Dans le morceau Find My Love, Amy Winehouse n’apparaît qu’à travers des vocalises… Ces notes sont issues d’une vieille session d’enregistrement que son ancien producteur, Salaam Remi, a intégré à un titre du rappeur Nas. Remi, qui a produit l’album Frank de la diva (2003) et de nombreux opus de Nas, dévoile donc un titre artificiel inédit, extrait de sa future compilation Do It for the Culture 2. Toutefois, le duo est loin d’être improbable car les deux artistes avait déja collaboré ensemble, notamment pour le titre Like Smoke, présent sur l’album posthume de la chanteuse Lioness: Hidden Treasure (2011).

 

Élevée par sa grand-mère – qui est aussi sa confidente et sa meilleure amie, Amy Winehouse se forge une culture musicale dominée par le jazz, des improvisations de Thelonious Monk aux excentricités de Charlie Mingus. À la fin des années 90, les plateformes de téléchargement gratuit prolifèrent. La jeune fille d’origine juive russe issue de la middle-class banlieusarde de Londres en profite pour parachever sa formation autodidacte. Sa voix, sa dégaine et sa nonchalance l’inscriront à un panthéon alternatif, celui des artistes qui ont le droit de s’en foutre.
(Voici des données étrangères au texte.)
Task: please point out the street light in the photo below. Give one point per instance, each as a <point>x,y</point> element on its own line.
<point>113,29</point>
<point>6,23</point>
Jeune prisonnière de sa banlieue soporifique, elle atterrira finalement sur la scène des NME (New Musical Express) Awards, des Grammy Awards et des Brit Awards à 24 ans, paradant fièrement entre les accords de soul et les contretemps qui ont forgé sa légende. Amy Winehouse devient la clef de voûte de l’archétype “splendeur et décadence”. Nourrie au son de la Motown, en deux albums – Frank en 2003 puis Back to Black en 2006 – la chanteuse a ressuscité avec brio le son des seventies. Mais la diva ne sera véritablement reine qu’à titre posthume. Icône favorite des tabloïds pour ses excès peu glamour, elle s’est éteinte du côté de Camden Town le 23 juillet. 2011.